In short time you'll be able to install the update with the following command:
`sudo dnf upgrade --enablerepo=updates-testing --advisory=FEDORA-2020-29c7e1b7b5`
You can provide feedback for this update here: https://bodhi.fedoraproject.org/updates/FEDORA-2020-29c7e1b7b5

See also https://fedoraproject.org/wiki/QA:Updates_Testing for more information on how to test updates.

Comment 9 Fedora Update System 2020-10-13 22:39:15 UTC
FEDORA-2020-4874238986 has been pushed to the Fedora 33 testing repository.
In short time you'll be able to install the update with the following command:
`sudo dnf upgrade --enablerepo=updates-testing --advisory=FEDORA-2020-4874238986`
You can provide feedback for this update here: https://bodhi.fedoraproject.org/updates/FEDORA-2020-4874238986

See also https://fedoraproject.org/wiki/QA:Updates_Testing for more information on how to test updates.

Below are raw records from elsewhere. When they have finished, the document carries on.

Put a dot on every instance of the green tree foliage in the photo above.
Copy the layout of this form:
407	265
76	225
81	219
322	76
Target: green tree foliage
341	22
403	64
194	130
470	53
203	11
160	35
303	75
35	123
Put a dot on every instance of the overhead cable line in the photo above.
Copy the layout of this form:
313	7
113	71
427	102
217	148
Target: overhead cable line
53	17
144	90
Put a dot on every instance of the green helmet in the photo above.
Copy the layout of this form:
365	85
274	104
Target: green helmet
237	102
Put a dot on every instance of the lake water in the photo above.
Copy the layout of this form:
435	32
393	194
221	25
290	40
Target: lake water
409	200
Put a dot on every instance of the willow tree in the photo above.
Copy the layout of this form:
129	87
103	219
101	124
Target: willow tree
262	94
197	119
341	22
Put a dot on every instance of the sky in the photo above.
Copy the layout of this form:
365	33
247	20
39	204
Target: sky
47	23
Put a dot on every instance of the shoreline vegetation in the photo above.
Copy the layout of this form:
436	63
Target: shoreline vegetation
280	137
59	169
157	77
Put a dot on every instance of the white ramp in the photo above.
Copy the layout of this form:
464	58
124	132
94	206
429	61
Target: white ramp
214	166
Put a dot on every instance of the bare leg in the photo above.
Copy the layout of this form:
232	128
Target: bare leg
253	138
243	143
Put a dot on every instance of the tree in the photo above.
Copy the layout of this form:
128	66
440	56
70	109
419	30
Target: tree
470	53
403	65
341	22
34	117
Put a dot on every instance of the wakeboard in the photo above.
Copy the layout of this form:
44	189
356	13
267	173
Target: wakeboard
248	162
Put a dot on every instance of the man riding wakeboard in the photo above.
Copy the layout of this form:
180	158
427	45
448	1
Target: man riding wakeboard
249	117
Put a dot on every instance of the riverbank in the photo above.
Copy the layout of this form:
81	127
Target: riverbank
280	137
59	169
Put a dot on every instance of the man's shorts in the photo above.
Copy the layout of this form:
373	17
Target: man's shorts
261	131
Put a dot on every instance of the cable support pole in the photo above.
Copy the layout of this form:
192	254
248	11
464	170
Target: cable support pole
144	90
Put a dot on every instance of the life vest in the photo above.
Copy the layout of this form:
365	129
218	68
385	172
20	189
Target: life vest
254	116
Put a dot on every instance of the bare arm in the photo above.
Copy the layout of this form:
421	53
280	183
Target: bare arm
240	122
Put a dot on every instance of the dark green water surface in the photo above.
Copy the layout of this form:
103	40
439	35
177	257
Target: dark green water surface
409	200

Comment 10 Fedora Update System 2020-10-21 19:58:26 UTC
FEDORA-2020-29c7e1b7b5 has been pushed to the Fedora 31 stable repository.
If problem still persists, please make note of it in this bug report.

Comment 11 Fedora Update System 2020-10-21 19:58:44 UTC
FEDORA-2020-93017310c0 has been pushed to the Fedora 32 stable repository.
If problem still persists, please make note of it in this bug report.

Comment 12 Fedora Update System 2020-10-23 22:12:57 UTC
FEDORA-2020-4874238986 has been pushed to the Fedora 33 stable repository.
If problem still persists, please make note of it in this bug report.